Power & Market

What’s So Great About Democracy?

U.S. officials and statists in the private sector incessantly sing the praises of democracy. They even invade and wage wars of aggression against countries that lack democracy. 

But what really is so great about democracy? Actually, only one thing. And, no, it’s not freedom.

After all, if democracy is so great, why does the Bill of Rights protect us from it? We often forget that. 

The First Amendment, for example, protects us from a democratic vote in the U.S. Congress that would punish us for criticizing government officials. In other words, even if Congress were to vote in favor of such a measure by a 95 percent margin and then it was signed into law by the president, this democratically enacted measure would still be null and void.

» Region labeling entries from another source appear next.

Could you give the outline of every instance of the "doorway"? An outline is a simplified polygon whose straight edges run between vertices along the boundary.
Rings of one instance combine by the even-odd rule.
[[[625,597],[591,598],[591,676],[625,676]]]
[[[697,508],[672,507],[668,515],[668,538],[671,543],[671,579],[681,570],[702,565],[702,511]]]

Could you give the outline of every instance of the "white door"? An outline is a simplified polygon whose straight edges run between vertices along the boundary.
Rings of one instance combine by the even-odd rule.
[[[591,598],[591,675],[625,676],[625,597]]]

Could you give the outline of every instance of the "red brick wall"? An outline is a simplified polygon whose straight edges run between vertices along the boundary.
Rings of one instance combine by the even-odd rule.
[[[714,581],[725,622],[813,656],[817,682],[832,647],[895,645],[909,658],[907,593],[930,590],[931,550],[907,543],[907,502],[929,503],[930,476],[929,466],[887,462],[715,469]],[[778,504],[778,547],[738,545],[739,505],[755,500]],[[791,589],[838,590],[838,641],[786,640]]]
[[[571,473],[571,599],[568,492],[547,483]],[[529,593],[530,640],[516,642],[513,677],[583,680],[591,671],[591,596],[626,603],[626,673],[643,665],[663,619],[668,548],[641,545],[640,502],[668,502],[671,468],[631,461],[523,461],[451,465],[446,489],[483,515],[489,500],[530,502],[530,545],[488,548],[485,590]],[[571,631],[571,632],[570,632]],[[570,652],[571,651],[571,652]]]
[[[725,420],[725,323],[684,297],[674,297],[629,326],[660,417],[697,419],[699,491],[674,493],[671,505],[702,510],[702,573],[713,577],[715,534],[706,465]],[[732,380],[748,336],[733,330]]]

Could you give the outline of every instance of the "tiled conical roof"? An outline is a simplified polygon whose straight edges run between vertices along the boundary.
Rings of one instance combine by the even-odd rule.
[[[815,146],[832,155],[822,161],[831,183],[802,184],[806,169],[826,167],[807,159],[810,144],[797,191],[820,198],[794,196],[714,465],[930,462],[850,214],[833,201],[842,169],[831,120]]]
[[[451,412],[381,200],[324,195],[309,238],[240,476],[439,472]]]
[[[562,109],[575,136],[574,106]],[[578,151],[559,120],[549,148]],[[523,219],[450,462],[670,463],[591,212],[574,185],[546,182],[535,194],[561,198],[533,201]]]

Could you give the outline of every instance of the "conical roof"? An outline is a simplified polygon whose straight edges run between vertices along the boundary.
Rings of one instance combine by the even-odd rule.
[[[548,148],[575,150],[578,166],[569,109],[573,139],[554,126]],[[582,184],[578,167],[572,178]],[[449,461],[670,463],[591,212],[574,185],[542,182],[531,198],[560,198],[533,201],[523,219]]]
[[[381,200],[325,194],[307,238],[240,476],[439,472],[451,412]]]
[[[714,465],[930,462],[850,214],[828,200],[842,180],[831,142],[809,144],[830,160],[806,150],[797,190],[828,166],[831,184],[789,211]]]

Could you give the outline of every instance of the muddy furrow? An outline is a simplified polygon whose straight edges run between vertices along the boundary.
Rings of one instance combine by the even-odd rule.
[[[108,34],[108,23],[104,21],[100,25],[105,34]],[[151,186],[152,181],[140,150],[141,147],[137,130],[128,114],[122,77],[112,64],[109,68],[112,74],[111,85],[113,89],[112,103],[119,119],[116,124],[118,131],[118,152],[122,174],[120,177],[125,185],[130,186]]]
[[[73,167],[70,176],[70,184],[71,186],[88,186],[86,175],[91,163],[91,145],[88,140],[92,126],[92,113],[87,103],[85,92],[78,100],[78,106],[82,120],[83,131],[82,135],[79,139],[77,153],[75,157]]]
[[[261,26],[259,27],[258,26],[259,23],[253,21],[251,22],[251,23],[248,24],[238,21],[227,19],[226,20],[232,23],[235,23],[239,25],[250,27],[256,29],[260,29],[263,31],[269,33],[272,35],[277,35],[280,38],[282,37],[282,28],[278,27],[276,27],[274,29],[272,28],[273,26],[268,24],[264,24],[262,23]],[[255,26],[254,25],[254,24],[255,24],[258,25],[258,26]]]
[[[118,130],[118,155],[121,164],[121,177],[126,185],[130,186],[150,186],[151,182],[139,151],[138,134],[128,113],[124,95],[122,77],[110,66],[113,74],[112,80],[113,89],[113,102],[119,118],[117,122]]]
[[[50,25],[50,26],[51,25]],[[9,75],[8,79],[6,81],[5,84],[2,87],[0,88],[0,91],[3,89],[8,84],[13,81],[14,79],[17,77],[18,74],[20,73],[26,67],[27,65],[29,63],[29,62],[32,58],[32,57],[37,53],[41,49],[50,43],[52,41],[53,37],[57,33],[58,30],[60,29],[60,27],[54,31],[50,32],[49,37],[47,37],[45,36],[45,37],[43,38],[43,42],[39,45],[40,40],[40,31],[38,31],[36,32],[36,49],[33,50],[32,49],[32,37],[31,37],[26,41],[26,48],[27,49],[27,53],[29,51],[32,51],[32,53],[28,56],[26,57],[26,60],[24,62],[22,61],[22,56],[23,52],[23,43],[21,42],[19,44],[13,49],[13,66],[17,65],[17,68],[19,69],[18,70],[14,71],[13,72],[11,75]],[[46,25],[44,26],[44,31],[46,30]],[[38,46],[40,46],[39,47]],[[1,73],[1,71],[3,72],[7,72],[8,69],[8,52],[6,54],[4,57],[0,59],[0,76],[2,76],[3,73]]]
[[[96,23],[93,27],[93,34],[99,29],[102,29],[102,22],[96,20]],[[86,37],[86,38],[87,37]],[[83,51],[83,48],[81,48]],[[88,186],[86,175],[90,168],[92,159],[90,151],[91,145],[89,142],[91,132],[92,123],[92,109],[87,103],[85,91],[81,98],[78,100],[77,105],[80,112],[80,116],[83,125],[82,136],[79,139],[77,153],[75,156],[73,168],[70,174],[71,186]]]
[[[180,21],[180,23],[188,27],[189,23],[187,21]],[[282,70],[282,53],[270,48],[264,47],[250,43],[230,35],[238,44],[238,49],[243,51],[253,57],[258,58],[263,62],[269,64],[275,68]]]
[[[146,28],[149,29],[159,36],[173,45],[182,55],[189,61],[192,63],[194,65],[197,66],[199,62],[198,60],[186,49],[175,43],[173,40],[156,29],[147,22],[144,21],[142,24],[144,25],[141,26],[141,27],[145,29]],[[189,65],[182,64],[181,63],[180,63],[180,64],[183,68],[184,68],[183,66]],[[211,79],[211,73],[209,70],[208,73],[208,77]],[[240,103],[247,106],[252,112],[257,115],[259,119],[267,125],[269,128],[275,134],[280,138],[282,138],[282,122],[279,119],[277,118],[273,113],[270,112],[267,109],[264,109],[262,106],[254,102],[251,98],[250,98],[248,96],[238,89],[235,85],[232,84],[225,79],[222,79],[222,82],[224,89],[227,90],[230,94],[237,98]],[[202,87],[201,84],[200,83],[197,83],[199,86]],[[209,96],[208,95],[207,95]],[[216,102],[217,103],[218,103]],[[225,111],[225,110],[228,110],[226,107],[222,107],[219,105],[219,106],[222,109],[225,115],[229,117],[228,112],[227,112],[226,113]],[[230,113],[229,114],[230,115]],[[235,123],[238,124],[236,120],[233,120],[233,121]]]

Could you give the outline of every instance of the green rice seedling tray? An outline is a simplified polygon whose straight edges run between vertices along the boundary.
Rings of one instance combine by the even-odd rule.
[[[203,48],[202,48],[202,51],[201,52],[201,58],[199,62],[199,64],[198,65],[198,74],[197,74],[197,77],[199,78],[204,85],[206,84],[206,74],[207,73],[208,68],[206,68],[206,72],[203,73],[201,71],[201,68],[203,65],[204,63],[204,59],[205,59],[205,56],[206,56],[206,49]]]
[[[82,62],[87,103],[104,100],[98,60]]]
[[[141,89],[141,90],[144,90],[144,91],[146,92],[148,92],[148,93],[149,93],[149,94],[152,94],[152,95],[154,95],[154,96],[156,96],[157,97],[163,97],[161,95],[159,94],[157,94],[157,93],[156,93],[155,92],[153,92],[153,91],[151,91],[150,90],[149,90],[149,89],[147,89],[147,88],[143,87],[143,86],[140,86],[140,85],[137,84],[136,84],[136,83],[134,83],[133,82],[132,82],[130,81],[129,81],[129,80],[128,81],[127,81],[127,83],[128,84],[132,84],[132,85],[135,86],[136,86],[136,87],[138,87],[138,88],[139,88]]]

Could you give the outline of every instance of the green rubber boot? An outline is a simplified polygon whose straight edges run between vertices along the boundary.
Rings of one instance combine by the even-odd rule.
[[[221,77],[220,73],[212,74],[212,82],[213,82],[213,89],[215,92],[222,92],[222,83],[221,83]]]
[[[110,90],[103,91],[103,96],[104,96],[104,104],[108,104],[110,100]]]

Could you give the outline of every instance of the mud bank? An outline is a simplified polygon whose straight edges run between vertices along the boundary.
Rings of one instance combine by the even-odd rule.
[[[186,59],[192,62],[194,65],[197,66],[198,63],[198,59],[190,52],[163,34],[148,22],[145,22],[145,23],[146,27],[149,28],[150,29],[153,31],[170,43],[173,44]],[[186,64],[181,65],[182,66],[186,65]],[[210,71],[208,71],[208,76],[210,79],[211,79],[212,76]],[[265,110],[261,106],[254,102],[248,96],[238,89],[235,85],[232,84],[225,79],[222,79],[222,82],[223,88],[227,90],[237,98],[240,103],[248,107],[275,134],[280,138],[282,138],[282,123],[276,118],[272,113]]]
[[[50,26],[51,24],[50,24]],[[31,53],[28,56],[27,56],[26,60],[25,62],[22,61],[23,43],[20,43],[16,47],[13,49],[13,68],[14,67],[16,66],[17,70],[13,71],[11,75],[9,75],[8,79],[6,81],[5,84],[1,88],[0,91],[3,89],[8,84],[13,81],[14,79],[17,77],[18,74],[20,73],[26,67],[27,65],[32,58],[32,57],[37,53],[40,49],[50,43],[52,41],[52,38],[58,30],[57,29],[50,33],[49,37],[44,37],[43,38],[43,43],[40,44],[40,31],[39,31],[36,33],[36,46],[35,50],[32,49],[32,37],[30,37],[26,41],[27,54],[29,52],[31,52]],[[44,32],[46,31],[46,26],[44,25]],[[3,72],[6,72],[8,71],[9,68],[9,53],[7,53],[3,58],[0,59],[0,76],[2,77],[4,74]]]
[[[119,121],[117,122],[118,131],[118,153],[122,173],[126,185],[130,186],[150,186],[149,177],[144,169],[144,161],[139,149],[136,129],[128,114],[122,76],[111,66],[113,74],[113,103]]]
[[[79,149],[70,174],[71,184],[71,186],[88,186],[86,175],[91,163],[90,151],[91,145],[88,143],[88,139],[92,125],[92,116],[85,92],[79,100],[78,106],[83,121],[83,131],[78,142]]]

In fact, if one carefully searches the entire Constitution, the document that called the federal government into existence, one will note something important: Nowhere in the document is the word “democracy” mentioned. Given the outsized importance that U.S. officials and private-sector statists put on democracy today, isn’t that an interesting and revealing omission?

The reason that the Framers didn’t include the word “democracy” in the Constitution was because they understood something that all too many Americans today fail to understand: that democracy is actually a grave threat to liberty. That’s why the Framers strictly limited the powers of the federal government to just a few enumerated powers. They didn’t want federal officials, including democratically elected ones, to be empowered to do whatever they wanted to do in the interests of the people or of society.

Our American ancestors were extremely leery of democracy. That’s why they demanded the enactment of a Bill of Rights as a condition for approving the Constitution. They were not satisfied with the enumerated-powers concept, which ostensibly limited democratically elected federal officials to the few powers that were enumerated in the Constitution. They wanted additional protection from democracy. That’s what the Bill of Rights was designed to do — to protect us from democracy.

So, what is the one thing that is good about democracy? It enables the citizenry to change the political direction of the country in a peaceful manner by voting out public officials with whom they disagree and replacing them with people with whom they agree. Without the ability to do that, the only recourse the citizenry would have to change direction would be a violent revolution, which can be costly in terms of death and destruction.

Given that voting people out of office and replacing them with others is the sole benefit of democracy and given the grave threat that democracy poses to the rights and liberties of the American people, is it really worth all the celebratory hoopla or waging foreign wars of aggression over? I say no. I say let us instead do what our American ancestors did. Let’s focus on freedom and figure out how we can achieve it here at home.